Will and Valda have collaborated on an exhibition, Valda: A personal journey: a lifetime of art and travel. It will showcase more than 200 of Valda’s pieces at her Bayside home, a 1960s residence designed by acclaimed Australian architects McGlashan Everist.

“Our stories have become so intertwined it just felt natural to collaborate,” Will says.

“She’s always been a big advocate of my art and creating,” he says. She often goes to LANKS gigs and sketches the scene – drawings she then puts on social media.

The exhibition and special concert is not their only collaboration, either. Valda’s artwork is on LANKS album covers and T-shirts, as well as his website (these will be displayed as part of the exhibition). She’s also been working on an interactive video game with another grandson, specifically for the show.

As well as her digital and multimedia works, Valda’s watercolours, sculpture, ceramics, wood works and jewellery will be on show.

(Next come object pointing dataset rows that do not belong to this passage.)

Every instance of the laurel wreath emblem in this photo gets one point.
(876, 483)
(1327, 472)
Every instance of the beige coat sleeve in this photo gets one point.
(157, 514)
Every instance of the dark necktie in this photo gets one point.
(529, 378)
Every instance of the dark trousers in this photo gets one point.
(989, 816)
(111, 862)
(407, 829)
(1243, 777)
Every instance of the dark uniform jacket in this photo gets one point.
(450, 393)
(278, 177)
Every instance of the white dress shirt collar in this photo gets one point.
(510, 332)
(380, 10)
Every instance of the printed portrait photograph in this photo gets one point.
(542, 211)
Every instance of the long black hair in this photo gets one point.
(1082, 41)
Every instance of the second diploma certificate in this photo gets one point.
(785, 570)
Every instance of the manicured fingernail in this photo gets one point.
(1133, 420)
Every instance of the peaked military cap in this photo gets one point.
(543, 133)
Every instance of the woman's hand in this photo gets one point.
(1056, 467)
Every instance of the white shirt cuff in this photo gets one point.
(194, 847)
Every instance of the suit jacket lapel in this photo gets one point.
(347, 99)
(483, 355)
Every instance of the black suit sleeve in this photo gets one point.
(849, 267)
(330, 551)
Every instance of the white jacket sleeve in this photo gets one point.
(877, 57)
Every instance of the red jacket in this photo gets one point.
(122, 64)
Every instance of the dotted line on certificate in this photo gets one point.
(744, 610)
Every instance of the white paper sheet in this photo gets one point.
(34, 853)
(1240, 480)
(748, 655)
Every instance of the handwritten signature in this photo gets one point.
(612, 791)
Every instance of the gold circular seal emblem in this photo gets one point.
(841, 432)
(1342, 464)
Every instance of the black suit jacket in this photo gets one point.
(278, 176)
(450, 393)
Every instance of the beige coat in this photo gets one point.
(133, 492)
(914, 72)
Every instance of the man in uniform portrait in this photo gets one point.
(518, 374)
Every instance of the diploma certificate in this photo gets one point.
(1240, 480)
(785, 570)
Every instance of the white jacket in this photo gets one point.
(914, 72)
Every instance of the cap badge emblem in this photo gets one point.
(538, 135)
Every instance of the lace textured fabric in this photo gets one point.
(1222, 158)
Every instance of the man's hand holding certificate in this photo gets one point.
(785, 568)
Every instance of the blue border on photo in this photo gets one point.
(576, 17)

To attend the exhibition on March 26 you’ll need to enter a ballot, which closes today, March 10. Will is also playing a special show at Valda’s house on Saturday March 18 (that ballot is now closed), bringing a LANKS show to her, rather than the other way around.

“She taught us a lot about daily practice and being really in love with what you do,” Will says.

Her 40 years of artistic output is testament to that credo.

“It wouldn’t be showing the work off properly if we didn’t do it at her home,” Will adds. “This way you can have a cup of tea and chat to Grandma about her art.”